Haraway asks for an embodied objectivity that is able of accommodating *paradoxes* --> ‘situated knowledges’
-what does she mean when she says “All components of the desire are paradoxical and dangerous, and their combination is both contradictory and necessary.”
(instruments of visualization in multinationalist, postmodernist culture:) disembodiment : to distance to know
the visualizing technologies (--> my amazon project)
a perverse vision that has produced ‘techno-monsters’ (what does she mean by that?)
--> second birthing? transcendence?
[the frankenstein's techno-monsters, is modeled after who? and who is modeled after it? wondrously, murderously walking around...]

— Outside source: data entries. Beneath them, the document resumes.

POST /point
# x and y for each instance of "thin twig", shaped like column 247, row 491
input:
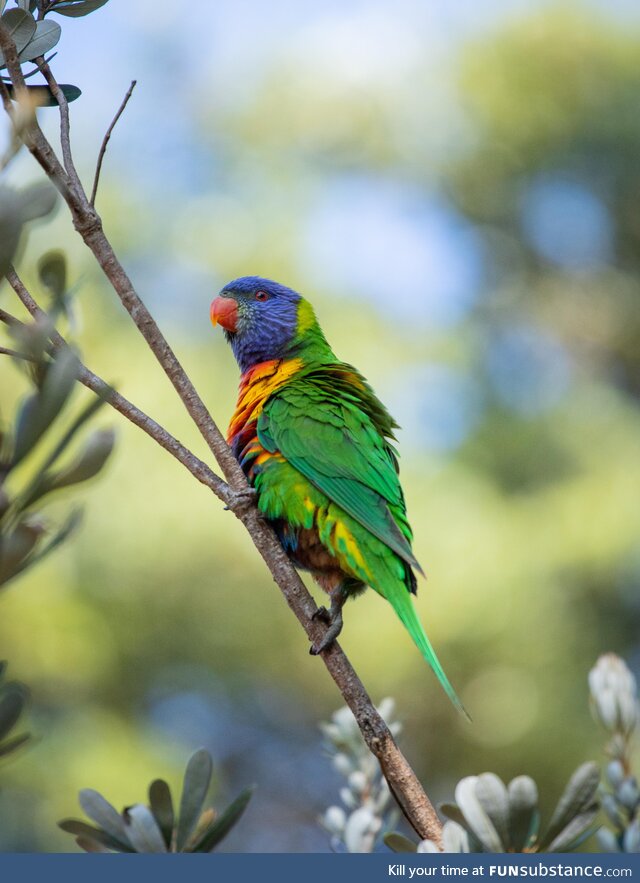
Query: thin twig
column 65, row 125
column 105, row 141
column 34, row 138
column 16, row 355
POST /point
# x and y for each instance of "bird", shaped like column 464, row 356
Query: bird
column 316, row 444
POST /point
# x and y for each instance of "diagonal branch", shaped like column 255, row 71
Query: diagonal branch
column 401, row 779
column 158, row 433
column 105, row 141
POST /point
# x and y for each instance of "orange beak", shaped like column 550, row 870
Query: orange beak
column 224, row 311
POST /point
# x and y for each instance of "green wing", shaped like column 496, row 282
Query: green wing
column 327, row 429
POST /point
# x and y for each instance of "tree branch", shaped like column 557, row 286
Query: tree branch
column 402, row 780
column 96, row 384
column 105, row 141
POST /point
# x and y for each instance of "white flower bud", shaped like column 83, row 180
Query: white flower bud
column 614, row 694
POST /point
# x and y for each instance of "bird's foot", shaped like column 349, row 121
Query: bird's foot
column 334, row 621
column 322, row 614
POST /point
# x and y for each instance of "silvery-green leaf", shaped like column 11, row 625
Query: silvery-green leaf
column 615, row 773
column 143, row 831
column 399, row 843
column 612, row 810
column 162, row 807
column 40, row 410
column 10, row 226
column 197, row 779
column 454, row 838
column 575, row 832
column 90, row 461
column 21, row 26
column 76, row 8
column 217, row 831
column 475, row 816
column 578, row 797
column 46, row 36
column 627, row 793
column 523, row 811
column 70, row 525
column 105, row 815
column 81, row 829
column 492, row 794
column 42, row 96
column 52, row 271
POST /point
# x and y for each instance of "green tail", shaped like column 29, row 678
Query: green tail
column 403, row 606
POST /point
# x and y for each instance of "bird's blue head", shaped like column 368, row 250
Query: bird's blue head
column 262, row 320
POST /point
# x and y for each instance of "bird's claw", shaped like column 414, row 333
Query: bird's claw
column 334, row 621
column 322, row 614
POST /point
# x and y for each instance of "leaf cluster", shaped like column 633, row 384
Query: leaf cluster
column 35, row 37
column 489, row 816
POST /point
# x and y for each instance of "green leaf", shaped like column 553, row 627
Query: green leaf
column 578, row 829
column 143, row 830
column 15, row 548
column 13, row 744
column 10, row 227
column 162, row 808
column 52, row 271
column 216, row 832
column 197, row 779
column 76, row 8
column 42, row 96
column 91, row 460
column 70, row 525
column 81, row 829
column 21, row 26
column 47, row 35
column 579, row 797
column 100, row 811
column 40, row 410
column 523, row 811
column 492, row 794
column 399, row 843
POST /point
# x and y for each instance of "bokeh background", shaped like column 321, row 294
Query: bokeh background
column 456, row 187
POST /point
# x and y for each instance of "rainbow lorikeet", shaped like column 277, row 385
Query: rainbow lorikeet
column 313, row 440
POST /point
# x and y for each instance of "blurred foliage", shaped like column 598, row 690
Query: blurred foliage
column 25, row 536
column 34, row 38
column 366, row 794
column 13, row 699
column 158, row 630
column 614, row 699
column 156, row 828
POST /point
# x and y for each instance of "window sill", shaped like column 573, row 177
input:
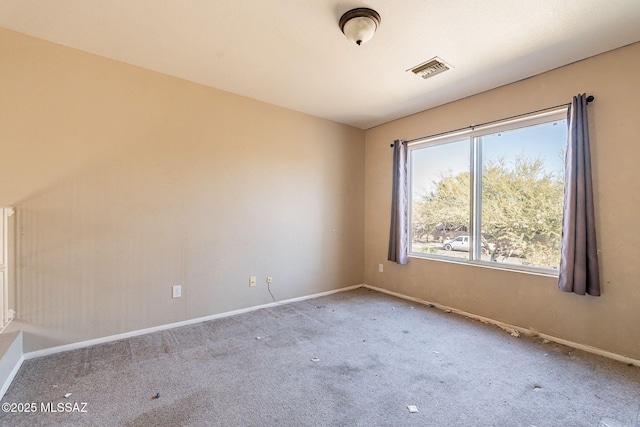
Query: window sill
column 489, row 265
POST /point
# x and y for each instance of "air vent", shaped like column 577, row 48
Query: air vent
column 430, row 68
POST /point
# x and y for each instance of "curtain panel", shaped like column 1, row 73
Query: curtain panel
column 399, row 230
column 579, row 271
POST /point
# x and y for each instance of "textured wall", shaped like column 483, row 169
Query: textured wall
column 127, row 182
column 611, row 322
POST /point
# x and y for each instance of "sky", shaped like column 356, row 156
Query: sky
column 546, row 141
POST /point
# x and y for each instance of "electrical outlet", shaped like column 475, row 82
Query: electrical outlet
column 177, row 291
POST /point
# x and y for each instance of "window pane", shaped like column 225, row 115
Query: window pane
column 522, row 195
column 440, row 199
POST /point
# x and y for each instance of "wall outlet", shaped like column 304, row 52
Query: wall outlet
column 177, row 291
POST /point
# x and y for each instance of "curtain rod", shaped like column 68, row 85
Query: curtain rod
column 590, row 98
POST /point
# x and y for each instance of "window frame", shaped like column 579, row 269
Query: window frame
column 475, row 194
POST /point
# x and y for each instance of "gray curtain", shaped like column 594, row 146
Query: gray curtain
column 399, row 231
column 579, row 271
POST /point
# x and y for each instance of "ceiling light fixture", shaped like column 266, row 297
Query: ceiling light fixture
column 360, row 24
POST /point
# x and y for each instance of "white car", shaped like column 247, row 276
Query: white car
column 461, row 243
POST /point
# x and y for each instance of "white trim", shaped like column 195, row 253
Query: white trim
column 508, row 327
column 82, row 344
column 11, row 376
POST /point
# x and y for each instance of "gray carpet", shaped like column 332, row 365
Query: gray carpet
column 357, row 358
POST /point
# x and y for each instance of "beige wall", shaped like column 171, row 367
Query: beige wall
column 610, row 322
column 127, row 182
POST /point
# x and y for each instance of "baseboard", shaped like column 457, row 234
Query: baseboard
column 82, row 344
column 510, row 328
column 11, row 359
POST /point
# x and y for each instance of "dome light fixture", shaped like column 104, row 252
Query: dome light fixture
column 360, row 24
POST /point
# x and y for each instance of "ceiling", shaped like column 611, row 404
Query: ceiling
column 291, row 53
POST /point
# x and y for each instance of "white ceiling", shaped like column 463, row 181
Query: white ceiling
column 291, row 52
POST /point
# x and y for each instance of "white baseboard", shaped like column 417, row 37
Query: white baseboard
column 510, row 328
column 82, row 344
column 11, row 376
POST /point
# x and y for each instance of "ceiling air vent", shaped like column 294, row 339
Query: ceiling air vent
column 430, row 68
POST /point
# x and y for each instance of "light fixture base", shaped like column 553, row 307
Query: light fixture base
column 359, row 25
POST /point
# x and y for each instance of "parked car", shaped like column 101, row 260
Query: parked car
column 461, row 243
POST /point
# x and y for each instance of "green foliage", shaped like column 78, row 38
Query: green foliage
column 521, row 210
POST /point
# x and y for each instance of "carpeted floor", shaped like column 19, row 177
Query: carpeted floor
column 357, row 358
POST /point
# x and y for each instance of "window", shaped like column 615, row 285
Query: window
column 492, row 194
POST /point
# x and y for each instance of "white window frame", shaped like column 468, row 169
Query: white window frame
column 475, row 196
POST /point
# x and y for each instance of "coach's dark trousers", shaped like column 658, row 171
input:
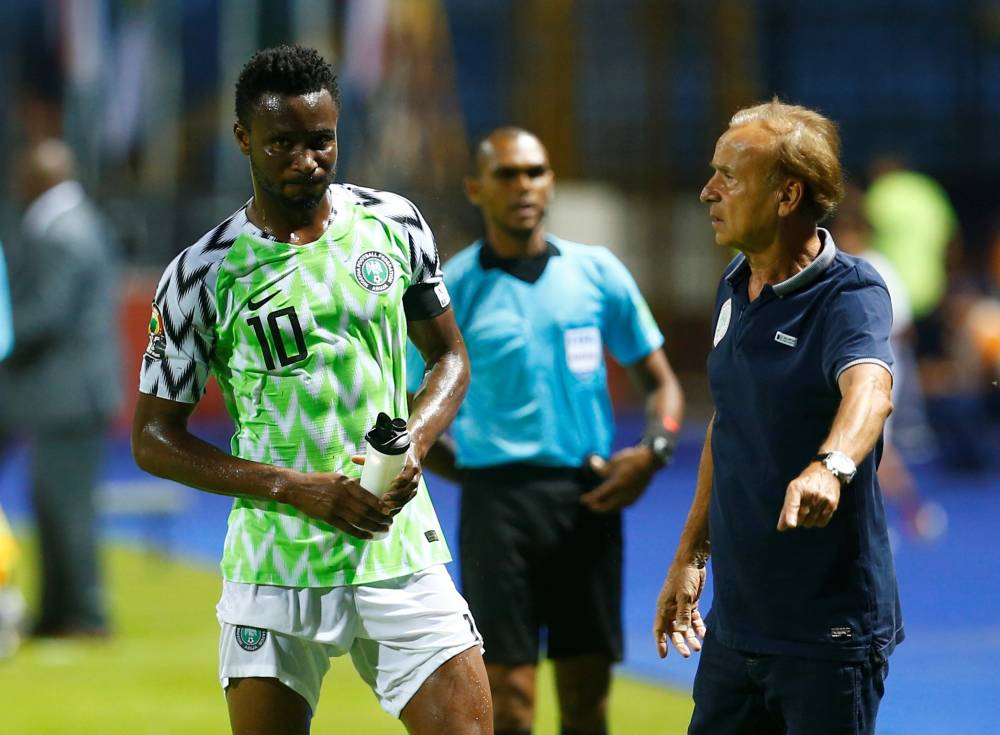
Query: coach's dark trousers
column 738, row 693
column 65, row 466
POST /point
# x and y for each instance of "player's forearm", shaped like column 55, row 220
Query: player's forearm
column 694, row 541
column 175, row 454
column 440, row 459
column 864, row 407
column 436, row 403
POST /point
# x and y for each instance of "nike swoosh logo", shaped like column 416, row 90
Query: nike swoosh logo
column 254, row 305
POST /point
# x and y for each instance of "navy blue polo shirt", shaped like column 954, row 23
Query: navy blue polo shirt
column 815, row 592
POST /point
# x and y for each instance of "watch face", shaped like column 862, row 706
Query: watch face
column 841, row 465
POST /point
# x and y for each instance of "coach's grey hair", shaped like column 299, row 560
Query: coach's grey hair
column 807, row 145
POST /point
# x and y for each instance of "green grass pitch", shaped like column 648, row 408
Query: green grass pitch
column 157, row 675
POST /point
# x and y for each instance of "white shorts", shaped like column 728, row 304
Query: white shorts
column 398, row 632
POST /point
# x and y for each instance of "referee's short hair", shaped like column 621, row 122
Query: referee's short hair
column 290, row 70
column 807, row 147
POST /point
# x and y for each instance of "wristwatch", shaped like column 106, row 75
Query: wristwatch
column 842, row 466
column 661, row 447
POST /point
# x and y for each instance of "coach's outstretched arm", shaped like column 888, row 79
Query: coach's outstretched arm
column 677, row 615
column 812, row 498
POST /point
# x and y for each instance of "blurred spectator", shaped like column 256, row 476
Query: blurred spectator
column 60, row 385
column 913, row 223
column 921, row 518
column 11, row 602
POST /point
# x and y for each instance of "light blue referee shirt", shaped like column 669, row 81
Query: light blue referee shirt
column 536, row 330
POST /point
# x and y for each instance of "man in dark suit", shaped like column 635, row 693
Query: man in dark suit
column 61, row 384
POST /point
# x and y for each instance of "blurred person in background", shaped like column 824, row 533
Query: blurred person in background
column 922, row 519
column 60, row 386
column 541, row 527
column 787, row 501
column 913, row 223
column 11, row 600
column 300, row 304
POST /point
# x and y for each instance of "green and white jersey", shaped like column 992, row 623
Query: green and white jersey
column 308, row 344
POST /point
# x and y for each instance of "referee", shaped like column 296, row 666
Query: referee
column 806, row 609
column 541, row 534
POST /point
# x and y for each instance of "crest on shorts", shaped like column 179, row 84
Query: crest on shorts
column 722, row 326
column 374, row 271
column 156, row 348
column 250, row 639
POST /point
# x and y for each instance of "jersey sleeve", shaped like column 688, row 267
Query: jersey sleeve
column 176, row 363
column 856, row 330
column 427, row 295
column 629, row 330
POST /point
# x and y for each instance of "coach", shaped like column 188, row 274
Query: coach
column 806, row 608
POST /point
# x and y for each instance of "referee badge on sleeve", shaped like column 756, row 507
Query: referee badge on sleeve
column 156, row 348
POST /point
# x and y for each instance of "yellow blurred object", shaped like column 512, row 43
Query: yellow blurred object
column 8, row 550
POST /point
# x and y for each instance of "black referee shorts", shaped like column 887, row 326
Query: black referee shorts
column 533, row 557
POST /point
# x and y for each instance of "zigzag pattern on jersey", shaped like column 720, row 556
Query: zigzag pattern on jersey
column 311, row 416
column 184, row 299
column 424, row 256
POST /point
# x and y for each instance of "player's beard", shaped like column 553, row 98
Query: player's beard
column 275, row 190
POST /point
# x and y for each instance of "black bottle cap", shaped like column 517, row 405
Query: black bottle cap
column 388, row 436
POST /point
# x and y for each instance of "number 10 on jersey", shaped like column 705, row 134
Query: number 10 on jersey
column 277, row 337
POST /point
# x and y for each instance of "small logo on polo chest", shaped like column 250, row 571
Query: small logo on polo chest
column 786, row 339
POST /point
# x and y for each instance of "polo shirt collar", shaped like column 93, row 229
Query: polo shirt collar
column 828, row 251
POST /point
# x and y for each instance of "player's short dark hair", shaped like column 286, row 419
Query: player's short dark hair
column 290, row 70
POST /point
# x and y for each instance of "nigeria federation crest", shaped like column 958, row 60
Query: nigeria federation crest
column 250, row 639
column 156, row 347
column 374, row 271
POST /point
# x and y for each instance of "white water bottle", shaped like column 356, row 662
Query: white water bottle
column 388, row 443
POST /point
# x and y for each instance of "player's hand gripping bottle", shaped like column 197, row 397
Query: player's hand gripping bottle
column 388, row 443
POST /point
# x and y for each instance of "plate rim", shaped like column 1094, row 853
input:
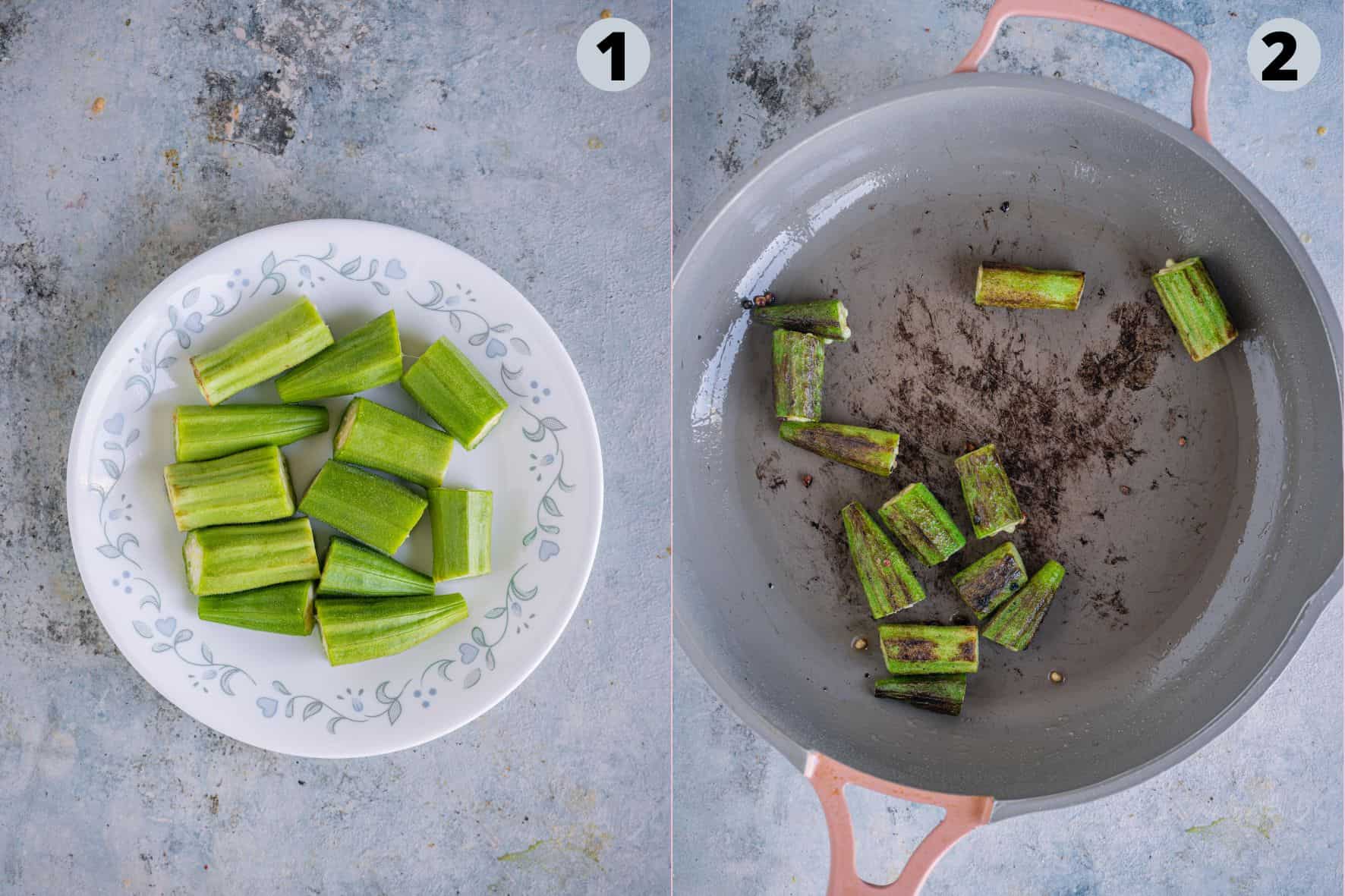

(‘second-birthing’: one of the deadly stories of killing: in the first-birthing we have merely birth to the earthly soil from the woman, and then the achievement of the tragically self-realized purpose of tragic consiousness, concretized and distilled by Sartre) “dire myths of self-birthing”... --> we must resist the stories of guilt laden knowledge and consciousness
unrestricted vision
presented as utterly transparent
***particularity and embodiment (of all vision) [not necessarily organic]
usable and not innocent
“We need to learn in our bodies, endowed with primate color and stereoscopic vision, how to attach the objective to our theoretical and political scanners in order to name where we are and are not, in dimensions of mental and physical space we hardly know how to name.”
‘partial perspective’ (what does she mean?)
==> become answerable for what we learn how to see. (Helen Verran: accountability; Isabelle Stengers: milieu thinking; Latour: ground;)
(partial way of organizing world)
unlocatable =? irresponsible (knowledge claims)
partial --> possibility of webs of connections: solidarity in politics and shared conversations in epistemology
-to unfold the problem of relativism: ‘the elephant parable’ promisses seeing equally and fully. “equality” of positioning: relativism (another “god trick”) (!=/= single-vision, totalization) =/= partial locatable] [mythic cartoon of pluralism] [myth of exact knowledges, dream of perfectly known, and politics of closure] --> positioning is at stake here
“all eyes, including our own organic ones, are active perceptual systems, building on translations and specific ways of seeing”
how to see ‘faithfully’... (what does she mean by that?)
appropriating the vision of the less powerful:
to see from the peripheries
to see from the depths
...this not unproblemat (why she uses double negation so often?)
“But how to see from below is a problem requiring at least as much skill with bodies and language, with the mediations of vision, as the ‘highest’ technoscientific visualizations.”
“Science has been utopian and visionary from the start; that is one reason “we” need it.” (what does she mean?)